Monday, 26 September 2016

Group Therapy for Depression in Uganda Part 1 of 2

The blog Rolling back depression in Uganda presented some of the work of Doctor Etheldreda Nakimuli-Mpungu, Senior Lecturer and Psychiatric Epidemiologist, Makerere University. In the video Doctor Nakimuli described her work with people with depression and also infected or not infected with HIV/AIDS. This blog will introduce the work of Doctor Nakimuli and present the first part of the results of the qualitative study that was the basis of the video. 

The work of Doctor Nakimuli is important for persons with disabilities (PWDs) for several reasons. In the blog Prejudice and Depression it was seen that facing prejudice is a significant factor for developing depression. Add to this the findings of the blog Mental Health: Depression in Uganda which noted that approximately 1 in 5 Ugandans have major depressive disorder (MDD). Additionally PWDs score significantly less on all socioeconomic risk factors for MDD. It follows therefore that MDD or depression is a significant problem for PWDs. 

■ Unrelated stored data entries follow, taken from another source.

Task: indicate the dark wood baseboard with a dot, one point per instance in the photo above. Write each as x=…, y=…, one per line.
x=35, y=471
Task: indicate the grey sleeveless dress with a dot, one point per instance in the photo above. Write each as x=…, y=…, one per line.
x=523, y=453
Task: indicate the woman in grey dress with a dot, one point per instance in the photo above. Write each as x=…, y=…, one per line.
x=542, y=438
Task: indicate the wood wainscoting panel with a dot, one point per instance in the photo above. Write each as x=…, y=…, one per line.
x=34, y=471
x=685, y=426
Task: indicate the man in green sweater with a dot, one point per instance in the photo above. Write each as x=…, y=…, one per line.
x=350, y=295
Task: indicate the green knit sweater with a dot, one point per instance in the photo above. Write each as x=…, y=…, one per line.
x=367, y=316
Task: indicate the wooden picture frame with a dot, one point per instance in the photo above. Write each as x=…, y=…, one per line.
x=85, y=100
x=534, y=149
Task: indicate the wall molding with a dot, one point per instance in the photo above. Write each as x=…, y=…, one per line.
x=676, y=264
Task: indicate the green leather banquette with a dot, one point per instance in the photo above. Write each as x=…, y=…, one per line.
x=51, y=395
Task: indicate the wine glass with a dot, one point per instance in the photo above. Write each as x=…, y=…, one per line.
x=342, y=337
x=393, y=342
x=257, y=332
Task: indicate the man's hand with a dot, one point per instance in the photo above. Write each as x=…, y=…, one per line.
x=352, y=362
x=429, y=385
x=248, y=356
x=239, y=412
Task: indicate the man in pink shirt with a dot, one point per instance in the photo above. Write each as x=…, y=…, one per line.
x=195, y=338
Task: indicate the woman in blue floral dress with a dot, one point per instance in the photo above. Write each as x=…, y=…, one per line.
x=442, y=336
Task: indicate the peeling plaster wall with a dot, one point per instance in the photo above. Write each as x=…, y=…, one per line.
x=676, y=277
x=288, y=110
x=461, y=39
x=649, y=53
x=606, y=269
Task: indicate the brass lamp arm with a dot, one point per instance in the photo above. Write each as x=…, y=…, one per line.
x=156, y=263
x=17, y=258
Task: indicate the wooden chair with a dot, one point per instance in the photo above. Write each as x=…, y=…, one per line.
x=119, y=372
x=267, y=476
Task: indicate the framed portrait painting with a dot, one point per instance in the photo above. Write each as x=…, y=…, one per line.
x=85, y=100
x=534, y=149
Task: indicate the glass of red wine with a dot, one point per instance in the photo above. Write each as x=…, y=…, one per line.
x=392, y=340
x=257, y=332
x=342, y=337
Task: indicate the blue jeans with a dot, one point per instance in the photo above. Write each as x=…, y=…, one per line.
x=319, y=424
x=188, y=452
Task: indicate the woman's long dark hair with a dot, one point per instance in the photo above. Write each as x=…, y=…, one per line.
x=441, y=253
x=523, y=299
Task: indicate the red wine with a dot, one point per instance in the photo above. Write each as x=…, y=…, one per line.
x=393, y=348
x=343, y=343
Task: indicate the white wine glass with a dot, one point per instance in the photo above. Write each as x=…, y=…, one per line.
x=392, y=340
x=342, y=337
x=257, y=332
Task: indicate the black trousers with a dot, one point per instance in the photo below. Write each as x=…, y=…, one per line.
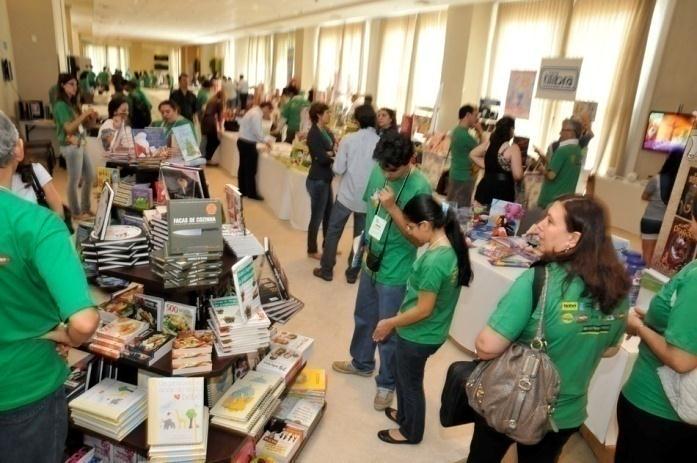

There are 2 further reasons the work of Doctor Nakimuli is important for PWDs. Firstly people with HIV/AIDS have a significant disability according to the social model of disability (See Albinism in Uganda). The social model of disability describes disability in terms of barriers. For people with HIV/AIDS the disabling barriers are attitudes like stigma and prejudice as well as physical barriers like no ramps or no sign language interpreter. Secondly, PWDs are thought to have a higher incidence of HIV/AIDS than other populations because of a high reported incidence of sexually transmitted diseases (see HIV/AIDS and Disability in Uganda). 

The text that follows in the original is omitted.